Pour ma part, je défendrai des amendements tendant à préserver un écart de fiscalité entre l’essence, le gaz naturel véhicule et le GPL carburant, écart rendu nécessaire à la suite de la modification des valeurs de la taxe intérieure de consommation sur les produits énergétiques pesant sur le gazole et l’essence. Ces carburants sont en effet très peu polluants, y compris en termes de rejets de C02, objet de toutes les attentions en cette période de COP 21.
D’une manière plus générale, nous ne pouvons que regretter que ces nombreuses mesures fiscales si importantes sur l’énergie soient examinées dans les conditions que j’ai décrites. Néanmoins, j’ose espérer, monsieur le secrétaire d'État, que ce n’est pas à dessein…
En effet, alors que le Gouvernement martèle, dans le cadre du projet de loi de finances, un discours de baisse des impôts, dans le même temps il prévoit, presque cyniquement, dans le collectif budgétaire de toute fin d’année, des hausses importantes de la fiscalité des ménages. Il démontre ainsi que la promesse de « pause fiscale », énoncée par le Président de la République en 2013, en 2014, et en 2015, sera encore un mensonge en 2016, tout comme la promesse, faite chaque année depuis 2013 par le même Président de la République, d’inversion de la courbe du chômage !
Avec plus de 1 milliard d’euros de hausse de la facture d’électricité en 2016, plus de 1 milliard d’euros de hausse de la fiscalité des carburants en 2016 et en 2017, près de 4 milliards d'euros de hausse de la contribution climat-énergie à partir de 2016 à l’horizon 2030, dans les conditions actuelles temporaires de prix du pétrole, la pause fiscale n’aura pas fait long feu !
Et cela touchera malheureusement tous les Français, quelles que soient leurs conditions et où qu’ils habitent.
Dès lors, il n’est pas étonnant de constater que le taux de prélèvements obligatoires restera, en 2016, quasiment au même niveau qu’en 2015. La France demeurera malheureusement sur la deuxième marche du podium des pays de l’OCDE, simplement devancée par le Danemark.

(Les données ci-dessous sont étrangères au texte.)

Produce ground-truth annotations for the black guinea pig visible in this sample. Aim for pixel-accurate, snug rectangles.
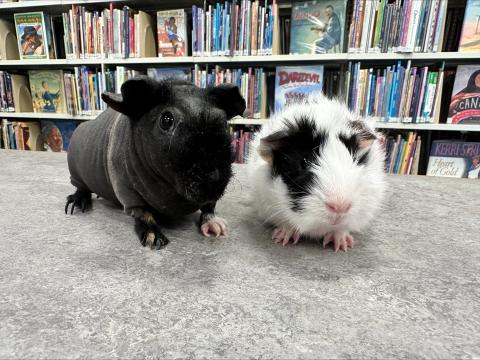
[65,76,246,249]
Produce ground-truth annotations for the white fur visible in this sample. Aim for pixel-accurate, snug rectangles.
[247,93,386,239]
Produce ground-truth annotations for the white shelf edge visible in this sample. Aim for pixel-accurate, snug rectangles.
[2,52,480,67]
[0,112,98,120]
[0,0,124,10]
[2,113,480,131]
[373,122,480,132]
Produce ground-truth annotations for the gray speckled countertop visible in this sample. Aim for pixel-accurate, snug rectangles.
[0,150,479,359]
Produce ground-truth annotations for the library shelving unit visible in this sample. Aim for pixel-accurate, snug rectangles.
[1,0,480,173]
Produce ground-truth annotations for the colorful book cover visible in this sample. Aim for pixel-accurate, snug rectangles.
[274,65,324,112]
[427,140,480,178]
[40,120,76,152]
[458,0,480,52]
[28,70,66,114]
[14,12,49,60]
[448,65,480,124]
[290,0,346,54]
[157,9,187,57]
[147,67,191,81]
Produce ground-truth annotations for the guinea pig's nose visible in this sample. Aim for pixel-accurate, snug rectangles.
[325,199,352,214]
[209,169,220,182]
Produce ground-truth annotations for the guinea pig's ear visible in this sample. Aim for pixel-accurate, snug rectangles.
[207,84,247,119]
[350,119,377,149]
[101,76,162,119]
[258,130,289,164]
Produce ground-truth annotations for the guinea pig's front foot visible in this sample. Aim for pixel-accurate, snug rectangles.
[200,216,227,237]
[133,210,169,250]
[323,231,354,253]
[272,226,301,246]
[200,203,227,238]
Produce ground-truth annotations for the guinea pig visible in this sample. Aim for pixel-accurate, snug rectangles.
[65,76,246,250]
[247,94,385,252]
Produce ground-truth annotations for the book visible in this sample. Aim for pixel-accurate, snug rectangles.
[147,67,191,82]
[157,9,187,57]
[427,140,480,178]
[14,121,44,150]
[28,70,67,114]
[448,65,480,124]
[14,12,51,60]
[458,0,480,52]
[0,19,20,60]
[274,65,324,112]
[290,0,347,54]
[40,120,76,152]
[384,132,421,175]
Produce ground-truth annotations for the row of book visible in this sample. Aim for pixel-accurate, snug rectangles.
[346,62,480,125]
[384,131,422,175]
[231,128,254,164]
[193,65,268,118]
[192,1,279,56]
[346,61,443,123]
[1,61,479,125]
[0,119,76,152]
[2,0,479,61]
[347,0,448,54]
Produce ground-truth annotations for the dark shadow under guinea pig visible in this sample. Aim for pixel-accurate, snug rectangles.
[64,76,246,249]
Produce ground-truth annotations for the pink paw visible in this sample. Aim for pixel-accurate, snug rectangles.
[201,217,227,237]
[323,231,354,252]
[272,227,301,246]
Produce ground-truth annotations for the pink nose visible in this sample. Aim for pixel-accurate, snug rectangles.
[325,199,352,214]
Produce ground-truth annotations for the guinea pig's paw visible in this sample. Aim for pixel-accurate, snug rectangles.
[272,227,301,246]
[140,224,170,250]
[65,189,92,215]
[200,217,227,238]
[323,231,354,253]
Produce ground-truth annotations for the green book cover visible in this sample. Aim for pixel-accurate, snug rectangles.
[14,12,49,60]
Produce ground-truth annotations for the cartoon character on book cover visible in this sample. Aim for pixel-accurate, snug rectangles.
[40,120,76,152]
[458,0,480,52]
[157,10,186,56]
[29,70,66,113]
[427,140,480,178]
[290,0,346,54]
[274,65,324,112]
[14,12,47,59]
[448,65,480,124]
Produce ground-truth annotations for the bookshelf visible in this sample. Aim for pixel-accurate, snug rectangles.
[1,0,480,175]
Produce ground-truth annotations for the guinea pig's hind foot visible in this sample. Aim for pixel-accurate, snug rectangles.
[65,189,92,215]
[272,227,301,246]
[323,231,354,253]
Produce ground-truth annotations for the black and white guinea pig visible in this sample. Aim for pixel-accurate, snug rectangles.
[247,94,385,252]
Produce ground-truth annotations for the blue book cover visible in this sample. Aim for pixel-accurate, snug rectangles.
[290,0,346,54]
[394,139,405,174]
[274,65,324,112]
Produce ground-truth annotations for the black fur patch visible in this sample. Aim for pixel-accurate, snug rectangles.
[271,117,326,211]
[338,133,370,165]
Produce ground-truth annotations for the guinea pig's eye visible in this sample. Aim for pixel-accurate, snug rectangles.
[159,111,174,131]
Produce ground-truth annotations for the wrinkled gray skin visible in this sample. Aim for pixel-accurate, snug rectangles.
[66,77,246,249]
[68,108,199,216]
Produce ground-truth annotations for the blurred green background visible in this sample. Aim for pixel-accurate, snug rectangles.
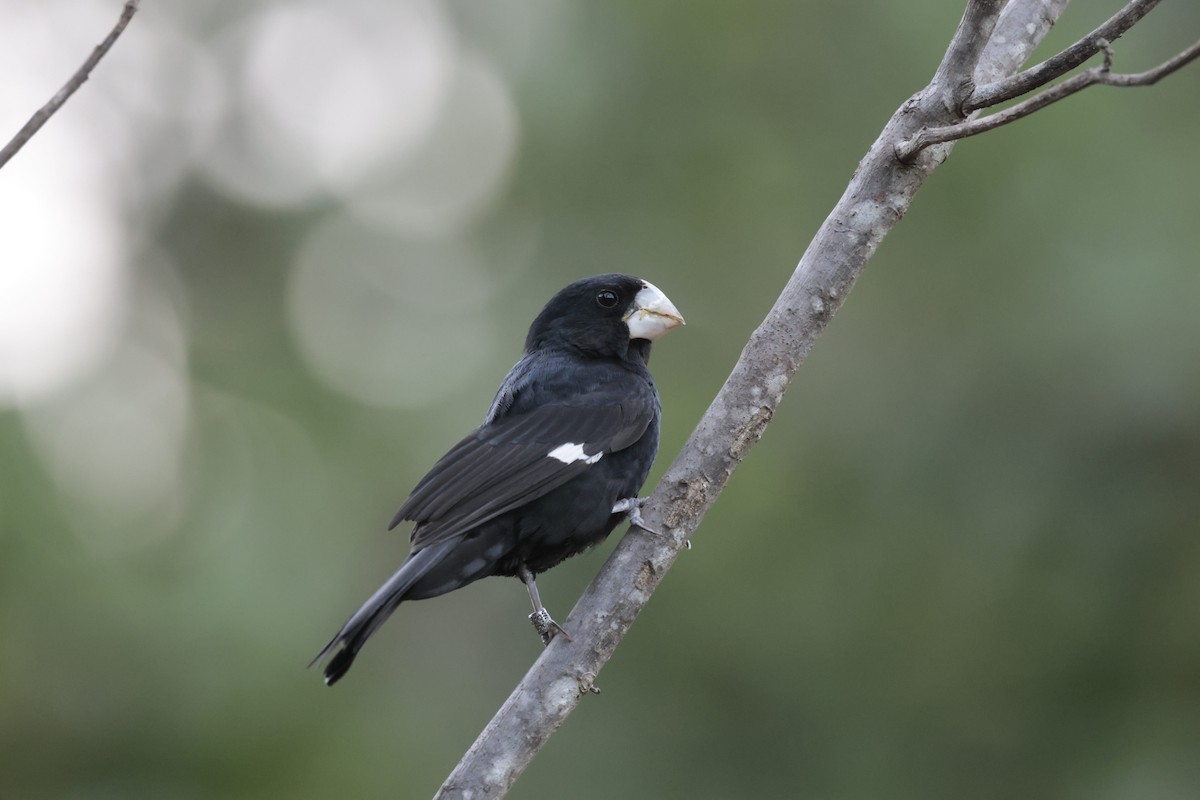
[2,1,1199,798]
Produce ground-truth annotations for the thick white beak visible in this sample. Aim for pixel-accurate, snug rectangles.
[624,280,684,341]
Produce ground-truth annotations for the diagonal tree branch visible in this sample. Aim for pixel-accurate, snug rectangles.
[432,1,1105,797]
[0,0,140,171]
[974,0,1070,87]
[896,39,1200,160]
[965,0,1161,112]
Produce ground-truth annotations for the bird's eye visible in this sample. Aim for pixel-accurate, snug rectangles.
[596,289,619,309]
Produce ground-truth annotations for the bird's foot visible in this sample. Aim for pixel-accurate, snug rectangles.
[612,496,691,548]
[612,496,662,535]
[529,608,572,646]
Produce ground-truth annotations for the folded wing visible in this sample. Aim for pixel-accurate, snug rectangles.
[390,393,654,551]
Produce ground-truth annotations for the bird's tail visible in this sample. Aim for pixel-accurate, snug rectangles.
[311,540,455,686]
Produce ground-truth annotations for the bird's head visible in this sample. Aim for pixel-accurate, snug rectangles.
[525,274,684,359]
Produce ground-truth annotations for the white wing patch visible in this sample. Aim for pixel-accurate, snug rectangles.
[547,442,603,465]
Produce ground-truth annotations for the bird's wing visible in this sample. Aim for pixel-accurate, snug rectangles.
[390,392,654,551]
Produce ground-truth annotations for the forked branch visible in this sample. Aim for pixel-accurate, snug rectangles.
[434,1,1088,797]
[896,38,1200,162]
[966,0,1163,111]
[425,1,1196,796]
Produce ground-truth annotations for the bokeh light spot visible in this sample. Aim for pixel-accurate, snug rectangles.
[201,0,455,207]
[287,213,498,407]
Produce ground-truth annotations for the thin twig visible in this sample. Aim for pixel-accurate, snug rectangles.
[0,0,140,170]
[966,0,1161,112]
[1099,39,1200,86]
[896,39,1200,161]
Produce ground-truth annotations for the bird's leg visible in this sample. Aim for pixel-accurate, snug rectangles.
[612,496,662,535]
[518,565,572,646]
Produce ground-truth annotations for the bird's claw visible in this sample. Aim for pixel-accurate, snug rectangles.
[613,496,662,536]
[529,609,572,646]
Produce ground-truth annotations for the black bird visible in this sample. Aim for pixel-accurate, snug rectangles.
[314,274,684,685]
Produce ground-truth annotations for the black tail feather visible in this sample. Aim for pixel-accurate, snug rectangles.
[310,540,456,685]
[322,645,360,686]
[310,589,405,686]
[309,630,359,686]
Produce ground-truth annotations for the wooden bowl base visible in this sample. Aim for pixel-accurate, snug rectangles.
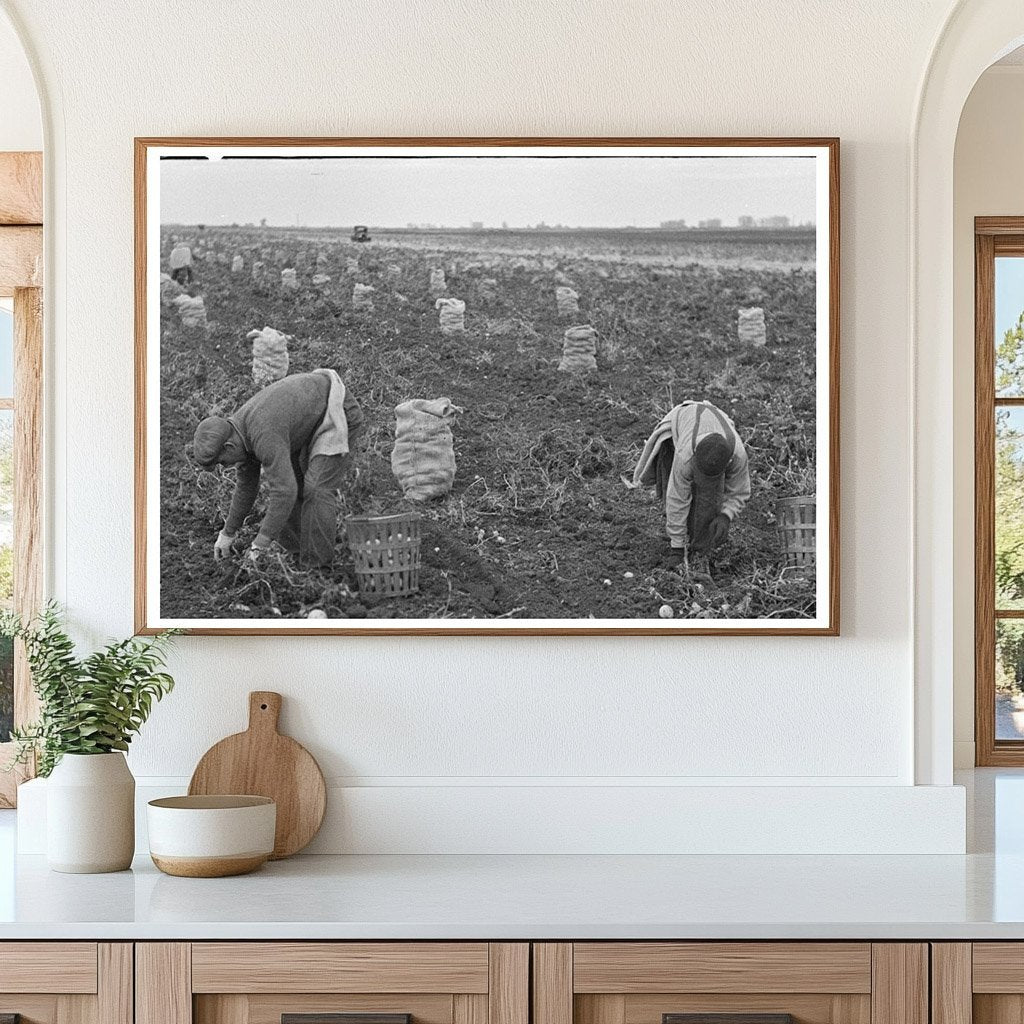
[151,853,268,878]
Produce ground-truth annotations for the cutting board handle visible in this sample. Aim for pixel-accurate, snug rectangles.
[248,691,282,734]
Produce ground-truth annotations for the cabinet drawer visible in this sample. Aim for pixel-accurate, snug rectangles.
[534,944,926,1024]
[139,943,528,1024]
[191,944,491,994]
[572,944,872,994]
[973,944,1024,992]
[0,942,98,994]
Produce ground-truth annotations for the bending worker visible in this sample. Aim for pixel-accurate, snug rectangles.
[632,400,751,563]
[192,369,364,567]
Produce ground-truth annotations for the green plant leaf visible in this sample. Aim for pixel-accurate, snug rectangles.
[2,604,179,776]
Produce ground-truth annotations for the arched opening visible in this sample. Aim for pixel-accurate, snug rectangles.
[914,1,1024,786]
[954,47,1024,769]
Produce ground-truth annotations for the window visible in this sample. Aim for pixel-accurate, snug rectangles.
[0,302,13,745]
[975,219,1024,764]
[0,289,41,805]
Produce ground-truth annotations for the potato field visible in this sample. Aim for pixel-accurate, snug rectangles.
[158,225,818,622]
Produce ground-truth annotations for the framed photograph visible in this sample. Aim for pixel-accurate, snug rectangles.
[135,137,839,635]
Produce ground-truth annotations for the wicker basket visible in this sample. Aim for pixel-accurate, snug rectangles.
[776,495,816,568]
[344,512,422,598]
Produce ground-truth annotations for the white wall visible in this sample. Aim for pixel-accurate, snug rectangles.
[0,10,39,151]
[952,66,1024,767]
[1,0,972,852]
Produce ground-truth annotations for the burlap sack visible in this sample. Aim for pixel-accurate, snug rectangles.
[738,307,767,346]
[558,324,598,373]
[391,398,462,501]
[353,283,375,311]
[479,278,498,301]
[429,268,446,297]
[556,287,580,317]
[386,264,402,281]
[281,268,298,291]
[251,260,265,283]
[231,255,244,274]
[160,273,184,300]
[248,326,290,386]
[312,273,332,287]
[435,297,466,335]
[173,294,207,330]
[345,256,359,274]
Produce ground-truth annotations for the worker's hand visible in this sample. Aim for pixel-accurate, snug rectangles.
[245,534,275,564]
[707,513,731,548]
[213,530,236,561]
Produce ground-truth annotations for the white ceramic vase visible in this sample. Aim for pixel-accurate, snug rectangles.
[46,752,135,873]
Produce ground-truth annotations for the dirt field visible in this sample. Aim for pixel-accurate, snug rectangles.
[158,226,818,621]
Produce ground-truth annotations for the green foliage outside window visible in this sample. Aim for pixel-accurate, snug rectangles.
[996,312,1024,693]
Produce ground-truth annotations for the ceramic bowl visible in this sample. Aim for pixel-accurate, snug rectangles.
[147,795,276,877]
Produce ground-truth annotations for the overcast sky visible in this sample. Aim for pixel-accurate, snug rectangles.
[159,155,817,229]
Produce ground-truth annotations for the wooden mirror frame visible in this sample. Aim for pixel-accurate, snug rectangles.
[0,151,43,807]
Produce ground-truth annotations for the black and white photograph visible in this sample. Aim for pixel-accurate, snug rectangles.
[136,140,838,634]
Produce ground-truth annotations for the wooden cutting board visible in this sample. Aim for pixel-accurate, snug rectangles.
[188,691,326,859]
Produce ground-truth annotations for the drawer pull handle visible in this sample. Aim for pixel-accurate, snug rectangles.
[283,1016,411,1024]
[664,1016,795,1024]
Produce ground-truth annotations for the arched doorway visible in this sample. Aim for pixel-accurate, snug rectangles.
[914,1,1024,785]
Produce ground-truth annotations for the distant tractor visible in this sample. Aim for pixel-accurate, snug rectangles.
[351,225,371,242]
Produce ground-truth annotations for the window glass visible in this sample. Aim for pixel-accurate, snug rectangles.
[0,306,13,399]
[996,257,1024,397]
[997,620,1024,740]
[997,407,1024,610]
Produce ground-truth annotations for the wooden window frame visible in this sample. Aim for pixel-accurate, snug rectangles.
[0,151,43,806]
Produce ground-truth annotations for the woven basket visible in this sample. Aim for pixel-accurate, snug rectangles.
[344,512,422,597]
[776,496,816,568]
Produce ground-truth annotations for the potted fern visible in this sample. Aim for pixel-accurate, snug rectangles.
[2,604,178,873]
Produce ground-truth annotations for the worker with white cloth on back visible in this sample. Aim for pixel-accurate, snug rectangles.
[168,239,195,285]
[192,369,364,567]
[632,400,751,566]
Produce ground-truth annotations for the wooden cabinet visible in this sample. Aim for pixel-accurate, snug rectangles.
[136,944,528,1024]
[0,943,132,1024]
[532,944,928,1024]
[931,943,1024,1024]
[0,937,968,1024]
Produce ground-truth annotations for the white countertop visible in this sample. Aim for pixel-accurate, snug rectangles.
[0,849,1022,940]
[1,769,1022,941]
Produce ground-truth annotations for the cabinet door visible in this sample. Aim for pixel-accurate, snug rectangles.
[137,943,528,1024]
[0,943,131,1024]
[533,944,927,1024]
[940,943,1024,1024]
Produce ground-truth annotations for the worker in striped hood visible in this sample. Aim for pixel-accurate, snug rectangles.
[632,400,751,564]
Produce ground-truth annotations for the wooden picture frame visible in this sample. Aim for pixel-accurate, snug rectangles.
[135,137,839,636]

Cela s’ajoute aux mauvais résultats de l’année 2015. Après une quasi-stagnation en 2014, le déficit public ne serait réduit que de 0, 2 point en 2015. Or, en 2012, le Président de la République prévoyait de ramener le déficit à 1, 3 % du PIB !
Le déficit de la France place notre pays en queue de peloton de la zone euro. En 2015, parmi les grandes économies de cette zone, seule l’Espagne aura un déficit public supérieur à celui de la France.
Monsieur le secrétaire d'État, nous sommes encore loin de notre premier partenaire commercial, l’Allemagne, qui prévoit des comptes à l’équilibre en 2015.
Il en est de même pour le taux de croissance attendu.
S’agissant du chômage, la dernière fois que la France a eu un taux aussi élevé, ce n’était même pas au cours de la période 2008-2009, à laquelle d’aucuns aiment à se référer pour expliquer les difficultés d’aujourd’hui, mais en 1998. Il faut regarder la vérité en face !
Rappelons enfin que, en 2015, notre dette s’approchera dangereusement des 100 % de la richesse nationale.
Pour toutes ces raisons, mes chers collègues, nous ne pourrons voter en l’état ce projet de loi de finances rectificative pour 2015. Nous le ferons cependant, mais dans une version modifiée par notre commission des finances, sous l’impulsion de son rapporteur général, et bien sûr avec le soutien de la majorité sénatoriale.